Willard Scott, naked people, Paul McCartney, The Weather Channel, an obscure long-snapper, the Make-A-Wish Foundation and all-night typing.
You have your Super Bowl memories.
I have mine.
I went to six Super Bowls, enough to have nice memories and to remind me that the circus can get old.
These VI days, I’ll recall each of them:
Super Bowl XXVIII, Atlanta, 1994:
The first, I was working for Cohn & Wolfe, a PR firm in Atlanta. We were hired by the Super Bowl Host Committee and by the NFL Experience. Part of my responsibility, I would go to one of the conference championship sites and meet with local media, to help ease their way to Atlanta the following week. The championship games were in Dallas and Buffalo.
“McCarter, I just want to remind you that you’ve been here less than two years and I’ve been here for 10,” my co-worker Paul Ellen said before the championship games.

“Yeah, so what does that mean?” I asked.
“Dress warm,” he said.
I bought a ticket to Buffalo.
All I remember about that was a foot of snow in the rental car parking lot, a great party at Jim Kelly’s restaurants with – naturally – great Buffalo wings, nice media folks at the Buffalo paper and checking out of the hotel just as O.J. Simpson was in the next line to check in.
Cold weather being the way it was, I’m sure he was wearing gloves.
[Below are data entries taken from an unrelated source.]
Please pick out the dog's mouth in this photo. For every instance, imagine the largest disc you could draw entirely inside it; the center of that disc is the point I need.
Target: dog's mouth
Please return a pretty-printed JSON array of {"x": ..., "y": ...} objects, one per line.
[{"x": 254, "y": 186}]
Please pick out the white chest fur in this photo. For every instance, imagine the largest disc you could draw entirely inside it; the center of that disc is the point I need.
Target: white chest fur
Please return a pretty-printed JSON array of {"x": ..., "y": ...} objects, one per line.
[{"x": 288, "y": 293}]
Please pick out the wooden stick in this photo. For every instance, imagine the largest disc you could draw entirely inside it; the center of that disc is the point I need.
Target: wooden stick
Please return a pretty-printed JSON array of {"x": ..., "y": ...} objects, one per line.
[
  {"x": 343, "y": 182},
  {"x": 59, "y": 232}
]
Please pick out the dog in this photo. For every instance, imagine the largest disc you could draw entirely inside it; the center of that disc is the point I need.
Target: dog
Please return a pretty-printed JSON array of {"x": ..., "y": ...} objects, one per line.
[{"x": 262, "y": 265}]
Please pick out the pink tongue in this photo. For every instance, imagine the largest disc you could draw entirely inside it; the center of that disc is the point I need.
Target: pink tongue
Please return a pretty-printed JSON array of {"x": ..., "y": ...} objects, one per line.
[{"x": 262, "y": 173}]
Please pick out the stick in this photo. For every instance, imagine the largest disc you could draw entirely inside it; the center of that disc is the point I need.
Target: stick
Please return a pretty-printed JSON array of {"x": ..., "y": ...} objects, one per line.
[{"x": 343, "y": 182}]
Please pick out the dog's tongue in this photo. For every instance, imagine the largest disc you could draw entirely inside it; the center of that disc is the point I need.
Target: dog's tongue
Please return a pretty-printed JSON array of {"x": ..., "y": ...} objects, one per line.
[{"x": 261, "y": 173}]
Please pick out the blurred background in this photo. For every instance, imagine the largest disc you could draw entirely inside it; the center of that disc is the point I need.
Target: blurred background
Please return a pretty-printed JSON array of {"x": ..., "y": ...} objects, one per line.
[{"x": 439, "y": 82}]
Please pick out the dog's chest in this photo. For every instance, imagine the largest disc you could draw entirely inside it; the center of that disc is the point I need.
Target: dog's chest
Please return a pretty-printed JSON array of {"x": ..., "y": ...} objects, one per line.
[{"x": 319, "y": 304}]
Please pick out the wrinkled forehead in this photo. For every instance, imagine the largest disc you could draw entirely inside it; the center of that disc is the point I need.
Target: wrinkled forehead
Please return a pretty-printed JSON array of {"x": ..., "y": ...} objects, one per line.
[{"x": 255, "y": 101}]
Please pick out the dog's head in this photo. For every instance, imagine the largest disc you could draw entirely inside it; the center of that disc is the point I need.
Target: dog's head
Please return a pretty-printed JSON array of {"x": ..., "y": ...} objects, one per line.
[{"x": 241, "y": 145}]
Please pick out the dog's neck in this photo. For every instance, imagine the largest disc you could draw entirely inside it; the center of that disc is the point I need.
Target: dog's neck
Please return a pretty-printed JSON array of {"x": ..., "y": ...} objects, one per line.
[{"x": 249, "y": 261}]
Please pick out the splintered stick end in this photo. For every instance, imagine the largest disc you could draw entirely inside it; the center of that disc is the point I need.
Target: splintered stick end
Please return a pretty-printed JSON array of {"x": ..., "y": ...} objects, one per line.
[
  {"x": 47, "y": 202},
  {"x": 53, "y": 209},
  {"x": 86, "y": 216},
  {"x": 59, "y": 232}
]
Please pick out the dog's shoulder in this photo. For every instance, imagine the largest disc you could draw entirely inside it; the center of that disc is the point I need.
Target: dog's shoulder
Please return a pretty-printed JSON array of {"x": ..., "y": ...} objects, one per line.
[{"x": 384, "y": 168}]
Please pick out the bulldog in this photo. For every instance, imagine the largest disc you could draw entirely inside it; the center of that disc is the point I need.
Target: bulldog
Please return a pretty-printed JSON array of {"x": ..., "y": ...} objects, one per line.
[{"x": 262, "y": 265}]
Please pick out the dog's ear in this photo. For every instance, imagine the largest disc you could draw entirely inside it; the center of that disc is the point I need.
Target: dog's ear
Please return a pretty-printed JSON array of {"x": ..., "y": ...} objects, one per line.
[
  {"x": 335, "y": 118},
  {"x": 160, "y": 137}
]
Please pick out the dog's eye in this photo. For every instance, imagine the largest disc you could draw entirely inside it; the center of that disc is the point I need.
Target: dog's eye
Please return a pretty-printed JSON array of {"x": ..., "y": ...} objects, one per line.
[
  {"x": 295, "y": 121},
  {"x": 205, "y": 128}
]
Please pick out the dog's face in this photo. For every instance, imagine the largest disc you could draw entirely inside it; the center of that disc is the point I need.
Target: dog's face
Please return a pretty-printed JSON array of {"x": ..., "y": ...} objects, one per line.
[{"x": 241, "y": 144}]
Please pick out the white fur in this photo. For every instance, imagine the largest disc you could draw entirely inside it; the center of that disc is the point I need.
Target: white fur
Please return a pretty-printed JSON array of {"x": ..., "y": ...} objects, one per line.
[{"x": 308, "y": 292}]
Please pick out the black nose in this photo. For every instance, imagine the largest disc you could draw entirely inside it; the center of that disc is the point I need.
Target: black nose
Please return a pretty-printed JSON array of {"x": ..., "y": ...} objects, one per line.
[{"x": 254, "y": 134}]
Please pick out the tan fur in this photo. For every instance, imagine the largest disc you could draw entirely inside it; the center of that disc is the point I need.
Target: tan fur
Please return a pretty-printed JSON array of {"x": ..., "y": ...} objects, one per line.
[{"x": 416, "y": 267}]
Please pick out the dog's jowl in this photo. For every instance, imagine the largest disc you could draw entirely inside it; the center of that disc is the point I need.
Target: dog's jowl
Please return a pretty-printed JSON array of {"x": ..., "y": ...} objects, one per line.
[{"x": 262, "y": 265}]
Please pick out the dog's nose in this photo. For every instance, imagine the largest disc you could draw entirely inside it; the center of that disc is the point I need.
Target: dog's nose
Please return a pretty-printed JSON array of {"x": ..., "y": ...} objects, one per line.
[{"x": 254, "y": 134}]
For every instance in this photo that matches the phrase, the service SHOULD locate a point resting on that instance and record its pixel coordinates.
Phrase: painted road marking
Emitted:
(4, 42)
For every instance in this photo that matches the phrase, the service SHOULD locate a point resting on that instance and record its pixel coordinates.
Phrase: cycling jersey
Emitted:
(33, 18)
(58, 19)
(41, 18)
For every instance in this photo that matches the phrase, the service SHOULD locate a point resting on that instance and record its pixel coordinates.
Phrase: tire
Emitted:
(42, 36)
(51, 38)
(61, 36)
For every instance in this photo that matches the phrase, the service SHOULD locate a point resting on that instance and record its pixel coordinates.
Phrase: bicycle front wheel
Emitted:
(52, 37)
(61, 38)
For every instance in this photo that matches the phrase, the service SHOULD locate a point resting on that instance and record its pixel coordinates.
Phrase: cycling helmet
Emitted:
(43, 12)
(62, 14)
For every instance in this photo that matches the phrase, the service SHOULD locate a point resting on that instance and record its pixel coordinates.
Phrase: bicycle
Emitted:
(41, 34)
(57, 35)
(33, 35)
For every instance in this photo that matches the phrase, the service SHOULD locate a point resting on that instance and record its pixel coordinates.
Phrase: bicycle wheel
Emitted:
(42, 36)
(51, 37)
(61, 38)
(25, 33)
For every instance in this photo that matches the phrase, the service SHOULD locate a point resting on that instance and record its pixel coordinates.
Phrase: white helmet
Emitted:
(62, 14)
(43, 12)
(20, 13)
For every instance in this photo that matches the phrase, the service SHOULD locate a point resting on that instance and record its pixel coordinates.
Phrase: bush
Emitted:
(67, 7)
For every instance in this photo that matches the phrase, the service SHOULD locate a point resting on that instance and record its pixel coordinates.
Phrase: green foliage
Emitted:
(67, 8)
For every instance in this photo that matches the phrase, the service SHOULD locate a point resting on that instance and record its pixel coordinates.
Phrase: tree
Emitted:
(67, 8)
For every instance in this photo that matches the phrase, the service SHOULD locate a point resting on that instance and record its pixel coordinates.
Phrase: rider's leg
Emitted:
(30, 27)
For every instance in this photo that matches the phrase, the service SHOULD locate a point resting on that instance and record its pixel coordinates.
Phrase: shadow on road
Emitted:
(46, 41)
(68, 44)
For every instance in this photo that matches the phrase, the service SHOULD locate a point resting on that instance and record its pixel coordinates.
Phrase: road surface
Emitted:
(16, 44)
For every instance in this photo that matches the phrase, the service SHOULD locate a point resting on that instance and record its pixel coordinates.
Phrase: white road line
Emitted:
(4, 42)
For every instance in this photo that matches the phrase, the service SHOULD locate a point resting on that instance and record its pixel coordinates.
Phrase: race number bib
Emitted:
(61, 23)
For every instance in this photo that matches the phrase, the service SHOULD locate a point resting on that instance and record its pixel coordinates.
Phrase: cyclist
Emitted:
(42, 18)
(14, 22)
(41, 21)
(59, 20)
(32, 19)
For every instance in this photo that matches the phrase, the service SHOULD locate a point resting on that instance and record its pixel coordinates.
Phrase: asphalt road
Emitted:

Back in Atlanta, our Cohn & Wolfe team had pretty much done all that was required for the Host Committee, which was led by Leeman Bennett, the former Falcons’ head coach and a wonderful gentleman.
It was on to the NFL Experience, the interactive theme park that was set up at the Georgia Dome. To say some of the clients were high maintenance is to say the Atlantic Ocean is damp.
A few days before the game, they actually tried to fire us because they didn’t think the NFL Experience was getting enough attention and wouldn’t draw a crowd. By Saturday, we were having to make panic calls to Atlanta media, asking them to tell the public not to show up, that it was oversold.
Friday morning, I had to get up at 4 a.m. and hop on MARTA to go to the Georgia Dome, so I could give Willard Scott an NFL Experience cap to wear on the air. He was nice enough, and Katie Couric even went out of her way to say good morning. Bryant Gumbel never looked up from his scripts.
Our team spent much of Friday and Saturday at the VIP entrance of the NFL Experience, giving guided tours. Seniority, again, cost me. Somebody else got to escort Tanya Tucker – she was performing at halftime – through the building, and another co-worker escorted “Downtown” Julie Brown, then an MTV diva.
On the subject of divas, one of M.C. Hammer’s bodyguards threatened to kick one of my coworker’s butt when something didn’t go smoothly for his Hammer-ness on his tour.
Me? Well, I’ll always have Willard Scott.
The postscript: I went to the game, with free tickets from our CEO. I caught myself almost falling asleep in the third quarter. I caught MARTA as the fourth quarter started and was home in time for the final play.